Hungary is a case in point – its breaking ranks with the rest of the EU on condemning Chinese expansionism in Asia is exemplary of Beijing’s divide et impera strategy. Chinese support for sub-EU regional groupings now also seems to extend to the Mediterranean members and even to the Nordics.
Third, President Xi’s lofty appeals to global governance eclipse China’s peculiar ideas about national governance, as they come out in its unconditional support for corrupt, dictatorial regimes in Africa, and even more in its crackdown on freedom of expression and the first buds of civil society in China itself. The increasing suppression of previously assured civic rights in Hong Kong, and especially the kidnapping of EU citizens (Chinese with double nationalities) from South East Asia, are examples of what is really going on.
The Chinese Communist Party has never stopped considering ‘Western’ ideas about human rights a threat. All this is not to mention the regular military threats against democratic Taiwan. Finally, one has to mention Chinese state-sponsored criminal activity, as in the systematic violation of copyright law and the organised hacking of American and European technology firms.
All this does not mean that Europe should not seek cooperation with China on issues of global importance, such as trade and climate change. But let’s remain realistic as to the prospects of a strategic partnership with a country whose governing elite and many of its citizens have such a different outlook on our world.

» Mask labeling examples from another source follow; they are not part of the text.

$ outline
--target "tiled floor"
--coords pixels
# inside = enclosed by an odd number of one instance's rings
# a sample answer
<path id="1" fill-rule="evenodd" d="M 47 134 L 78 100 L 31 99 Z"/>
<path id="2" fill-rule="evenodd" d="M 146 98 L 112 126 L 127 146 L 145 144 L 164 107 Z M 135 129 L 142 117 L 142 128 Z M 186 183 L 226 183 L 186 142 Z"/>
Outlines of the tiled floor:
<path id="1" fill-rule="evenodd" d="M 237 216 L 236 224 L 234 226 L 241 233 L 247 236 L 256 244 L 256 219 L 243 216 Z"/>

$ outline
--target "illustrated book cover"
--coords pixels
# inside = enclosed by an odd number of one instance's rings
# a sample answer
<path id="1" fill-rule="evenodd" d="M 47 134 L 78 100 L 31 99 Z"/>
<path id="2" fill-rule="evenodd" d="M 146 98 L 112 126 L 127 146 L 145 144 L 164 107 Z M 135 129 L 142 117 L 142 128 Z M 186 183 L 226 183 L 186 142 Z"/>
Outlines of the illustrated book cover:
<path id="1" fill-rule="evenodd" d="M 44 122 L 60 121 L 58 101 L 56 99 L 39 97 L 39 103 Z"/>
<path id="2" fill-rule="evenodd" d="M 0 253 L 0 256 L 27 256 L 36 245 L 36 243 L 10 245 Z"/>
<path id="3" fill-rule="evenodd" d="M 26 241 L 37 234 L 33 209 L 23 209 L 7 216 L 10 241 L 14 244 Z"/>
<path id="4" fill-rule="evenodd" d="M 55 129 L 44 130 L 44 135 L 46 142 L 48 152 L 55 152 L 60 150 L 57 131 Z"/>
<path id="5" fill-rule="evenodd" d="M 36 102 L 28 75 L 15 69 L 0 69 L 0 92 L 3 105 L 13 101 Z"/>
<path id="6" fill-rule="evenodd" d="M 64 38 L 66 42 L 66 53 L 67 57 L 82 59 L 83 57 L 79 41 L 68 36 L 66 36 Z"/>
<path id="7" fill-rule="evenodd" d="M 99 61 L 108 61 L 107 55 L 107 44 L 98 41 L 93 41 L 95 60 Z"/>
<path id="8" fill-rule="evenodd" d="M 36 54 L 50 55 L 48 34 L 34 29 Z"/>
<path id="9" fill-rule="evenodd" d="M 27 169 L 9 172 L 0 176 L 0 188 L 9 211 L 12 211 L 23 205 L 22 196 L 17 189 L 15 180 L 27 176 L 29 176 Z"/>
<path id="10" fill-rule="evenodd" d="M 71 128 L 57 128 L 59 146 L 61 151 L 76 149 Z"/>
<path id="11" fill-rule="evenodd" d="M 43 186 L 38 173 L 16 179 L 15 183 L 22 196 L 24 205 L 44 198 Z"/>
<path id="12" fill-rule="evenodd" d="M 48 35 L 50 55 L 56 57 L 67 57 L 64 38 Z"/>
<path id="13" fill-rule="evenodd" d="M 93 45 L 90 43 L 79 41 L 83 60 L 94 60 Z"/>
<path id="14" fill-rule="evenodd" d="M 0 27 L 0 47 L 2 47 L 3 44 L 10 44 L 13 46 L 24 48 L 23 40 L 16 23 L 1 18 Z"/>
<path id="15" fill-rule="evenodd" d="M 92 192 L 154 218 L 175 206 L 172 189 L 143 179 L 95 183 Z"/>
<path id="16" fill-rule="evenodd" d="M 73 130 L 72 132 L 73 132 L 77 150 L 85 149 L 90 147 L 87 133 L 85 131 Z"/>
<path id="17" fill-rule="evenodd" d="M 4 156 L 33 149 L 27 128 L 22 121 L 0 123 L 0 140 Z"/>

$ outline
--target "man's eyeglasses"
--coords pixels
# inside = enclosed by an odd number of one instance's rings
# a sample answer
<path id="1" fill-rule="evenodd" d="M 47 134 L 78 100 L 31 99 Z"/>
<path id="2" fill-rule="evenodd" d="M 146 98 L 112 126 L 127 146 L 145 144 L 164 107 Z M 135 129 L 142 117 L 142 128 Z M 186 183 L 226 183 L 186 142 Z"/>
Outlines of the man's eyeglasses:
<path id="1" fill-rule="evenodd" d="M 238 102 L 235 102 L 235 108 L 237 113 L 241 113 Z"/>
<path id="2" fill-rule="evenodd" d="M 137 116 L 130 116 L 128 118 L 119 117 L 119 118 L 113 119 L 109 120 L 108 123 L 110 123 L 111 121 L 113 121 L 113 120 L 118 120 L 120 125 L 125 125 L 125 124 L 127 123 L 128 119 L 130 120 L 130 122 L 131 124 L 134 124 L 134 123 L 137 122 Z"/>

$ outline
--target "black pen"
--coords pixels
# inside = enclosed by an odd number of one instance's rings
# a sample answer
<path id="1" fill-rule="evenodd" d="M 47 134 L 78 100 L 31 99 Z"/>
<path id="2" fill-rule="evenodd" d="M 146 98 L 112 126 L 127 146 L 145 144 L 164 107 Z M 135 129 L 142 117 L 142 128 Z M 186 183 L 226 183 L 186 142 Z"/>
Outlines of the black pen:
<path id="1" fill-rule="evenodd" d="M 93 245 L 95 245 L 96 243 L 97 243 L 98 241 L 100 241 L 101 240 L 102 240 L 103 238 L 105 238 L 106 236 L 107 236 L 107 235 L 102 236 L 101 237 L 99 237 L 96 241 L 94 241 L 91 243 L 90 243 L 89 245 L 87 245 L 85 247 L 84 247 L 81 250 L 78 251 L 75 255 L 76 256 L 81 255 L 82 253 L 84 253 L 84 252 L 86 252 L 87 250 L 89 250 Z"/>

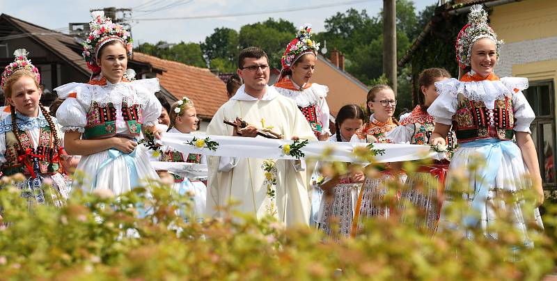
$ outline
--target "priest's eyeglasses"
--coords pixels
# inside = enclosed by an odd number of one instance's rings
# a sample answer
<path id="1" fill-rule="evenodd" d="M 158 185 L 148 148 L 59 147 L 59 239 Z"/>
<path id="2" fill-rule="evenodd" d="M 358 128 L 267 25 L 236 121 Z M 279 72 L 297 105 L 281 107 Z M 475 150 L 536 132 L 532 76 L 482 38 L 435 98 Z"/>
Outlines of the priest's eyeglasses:
<path id="1" fill-rule="evenodd" d="M 261 67 L 261 71 L 265 71 L 267 68 L 269 68 L 269 65 L 250 65 L 250 66 L 245 66 L 244 67 L 240 67 L 240 70 L 248 70 L 251 72 L 255 72 L 257 70 Z"/>
<path id="2" fill-rule="evenodd" d="M 389 104 L 391 104 L 391 105 L 396 105 L 396 99 L 382 99 L 379 101 L 379 103 L 383 106 L 386 106 Z"/>

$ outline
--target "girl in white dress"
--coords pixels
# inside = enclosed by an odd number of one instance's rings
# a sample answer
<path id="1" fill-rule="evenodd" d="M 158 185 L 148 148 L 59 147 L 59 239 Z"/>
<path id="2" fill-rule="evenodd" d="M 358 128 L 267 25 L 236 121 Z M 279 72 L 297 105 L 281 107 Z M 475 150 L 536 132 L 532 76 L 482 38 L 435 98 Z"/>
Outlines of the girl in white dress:
<path id="1" fill-rule="evenodd" d="M 22 173 L 25 179 L 13 183 L 23 191 L 29 205 L 54 203 L 67 199 L 68 178 L 62 166 L 65 154 L 56 118 L 48 114 L 39 100 L 40 76 L 23 49 L 15 51 L 15 61 L 2 73 L 1 88 L 10 104 L 10 113 L 0 123 L 1 173 Z M 48 196 L 43 182 L 53 188 Z"/>
<path id="2" fill-rule="evenodd" d="M 480 6 L 473 7 L 468 19 L 456 44 L 457 61 L 464 74 L 460 80 L 436 83 L 439 97 L 427 109 L 435 118 L 431 143 L 445 144 L 452 125 L 459 145 L 449 166 L 439 228 L 460 229 L 469 238 L 473 234 L 467 230 L 480 229 L 487 237 L 496 239 L 492 227 L 496 220 L 495 209 L 508 210 L 524 244 L 529 246 L 526 225 L 543 225 L 538 209 L 524 204 L 521 191 L 533 188 L 539 204 L 544 195 L 530 131 L 535 115 L 522 93 L 528 80 L 495 75 L 502 42 L 487 25 L 487 13 Z M 475 168 L 478 163 L 483 166 Z M 453 186 L 458 174 L 469 179 L 464 190 Z M 531 177 L 531 183 L 525 175 Z M 461 196 L 479 216 L 466 215 L 460 221 L 451 221 L 445 216 L 445 209 Z"/>
<path id="3" fill-rule="evenodd" d="M 329 140 L 350 141 L 356 131 L 363 126 L 365 120 L 363 111 L 359 106 L 347 104 L 341 107 L 336 115 L 336 134 Z M 335 238 L 350 235 L 354 210 L 363 177 L 363 172 L 351 173 L 320 184 L 320 188 L 324 191 L 318 219 L 320 230 Z"/>
<path id="4" fill-rule="evenodd" d="M 170 120 L 168 133 L 190 134 L 196 130 L 199 119 L 197 118 L 194 102 L 184 97 L 181 100 L 173 104 L 171 108 Z M 194 153 L 186 155 L 168 147 L 164 146 L 162 148 L 163 152 L 161 161 L 206 163 L 205 155 Z M 205 181 L 206 179 L 188 179 L 178 175 L 172 174 L 172 175 L 174 177 L 173 191 L 182 196 L 189 195 L 194 201 L 193 214 L 187 214 L 186 208 L 181 206 L 180 215 L 185 219 L 195 216 L 198 220 L 201 220 L 205 212 L 207 200 L 207 186 L 202 180 Z"/>
<path id="5" fill-rule="evenodd" d="M 155 127 L 162 108 L 155 96 L 159 81 L 126 77 L 133 47 L 130 33 L 102 12 L 92 15 L 83 55 L 93 74 L 87 83 L 54 89 L 65 99 L 57 115 L 65 132 L 66 150 L 83 156 L 77 170 L 86 178 L 79 187 L 87 192 L 107 188 L 119 195 L 146 179 L 159 178 L 146 150 L 137 146 L 142 129 L 160 138 Z"/>

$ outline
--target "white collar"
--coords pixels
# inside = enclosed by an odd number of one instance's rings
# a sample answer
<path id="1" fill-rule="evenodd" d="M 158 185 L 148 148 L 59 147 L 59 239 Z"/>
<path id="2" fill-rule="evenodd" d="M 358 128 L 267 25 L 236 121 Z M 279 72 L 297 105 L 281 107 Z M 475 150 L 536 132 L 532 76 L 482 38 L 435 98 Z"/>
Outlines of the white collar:
<path id="1" fill-rule="evenodd" d="M 274 87 L 269 87 L 265 85 L 265 93 L 263 95 L 263 97 L 262 97 L 261 99 L 258 99 L 248 95 L 248 93 L 246 93 L 246 86 L 242 85 L 242 86 L 238 88 L 238 90 L 236 91 L 236 94 L 234 95 L 230 99 L 242 101 L 272 100 L 278 97 L 278 95 L 280 94 Z"/>

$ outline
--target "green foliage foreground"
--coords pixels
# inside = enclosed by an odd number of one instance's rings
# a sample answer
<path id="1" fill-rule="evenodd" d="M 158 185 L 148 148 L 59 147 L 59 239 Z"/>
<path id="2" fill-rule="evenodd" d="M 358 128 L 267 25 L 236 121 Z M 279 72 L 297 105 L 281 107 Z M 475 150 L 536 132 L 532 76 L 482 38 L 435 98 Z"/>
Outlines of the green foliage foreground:
<path id="1" fill-rule="evenodd" d="M 554 233 L 534 235 L 533 248 L 512 254 L 520 239 L 503 221 L 497 241 L 479 234 L 469 241 L 450 232 L 431 238 L 395 214 L 335 241 L 310 227 L 237 214 L 186 223 L 175 202 L 189 198 L 174 198 L 161 182 L 148 186 L 148 199 L 143 188 L 118 200 L 107 191 L 74 192 L 62 208 L 31 210 L 18 190 L 0 191 L 7 225 L 0 230 L 0 278 L 539 280 L 554 269 Z M 139 218 L 134 206 L 152 211 Z M 544 218 L 547 229 L 555 229 L 555 218 Z"/>

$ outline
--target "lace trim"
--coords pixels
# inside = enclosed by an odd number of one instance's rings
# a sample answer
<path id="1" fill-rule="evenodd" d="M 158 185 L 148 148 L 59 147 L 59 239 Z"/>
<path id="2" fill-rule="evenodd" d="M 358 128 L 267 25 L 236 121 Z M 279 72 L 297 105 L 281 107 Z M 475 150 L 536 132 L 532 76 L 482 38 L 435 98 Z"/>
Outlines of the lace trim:
<path id="1" fill-rule="evenodd" d="M 308 107 L 316 105 L 321 99 L 324 99 L 329 93 L 329 87 L 324 85 L 312 83 L 311 87 L 301 91 L 274 87 L 281 95 L 292 99 L 299 107 Z"/>
<path id="2" fill-rule="evenodd" d="M 123 102 L 129 105 L 145 105 L 151 95 L 160 90 L 160 85 L 158 79 L 152 78 L 103 86 L 73 82 L 61 86 L 54 90 L 61 99 L 66 99 L 74 93 L 76 99 L 86 104 L 96 102 L 101 106 L 109 103 Z"/>
<path id="3" fill-rule="evenodd" d="M 62 131 L 79 131 L 79 133 L 85 133 L 85 128 L 83 127 L 77 126 L 64 126 L 61 129 Z"/>
<path id="4" fill-rule="evenodd" d="M 528 88 L 528 79 L 522 77 L 503 77 L 501 80 L 463 82 L 451 78 L 435 82 L 439 95 L 449 94 L 453 97 L 462 94 L 469 100 L 483 102 L 488 109 L 494 108 L 494 102 L 505 97 L 514 98 L 515 94 Z"/>
<path id="5" fill-rule="evenodd" d="M 48 121 L 45 118 L 42 113 L 39 113 L 36 118 L 30 118 L 19 114 L 17 115 L 16 124 L 17 129 L 20 131 L 27 131 L 34 128 L 44 128 L 49 126 Z M 54 119 L 53 118 L 53 121 Z M 54 122 L 56 122 L 54 121 Z M 0 124 L 0 134 L 6 133 L 12 131 L 12 115 L 6 116 L 1 124 Z"/>

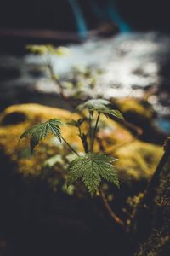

Making America great again is not possible without friends and allies.
Instead of flirting with China, we’d better try to convince the US administration that making America great again is not possible without friends and allies, and that the most natural members of that group will always be found in Europe. The President’s State of the Union speech on 28 February, though mainly focused on domestic affairs, should be read as a sign that the administration is thinking along those lines now.
Given America’s old and strong democracy, Trump, even if he tried, would have a hard time overturning the global liberal order against America’s own creation – a system of value-based alliances that has been developed for over a century. For Europe, it’s time to get real and start working with what we still have, instead of relying on what we’re supposed to hear in Davos and other places.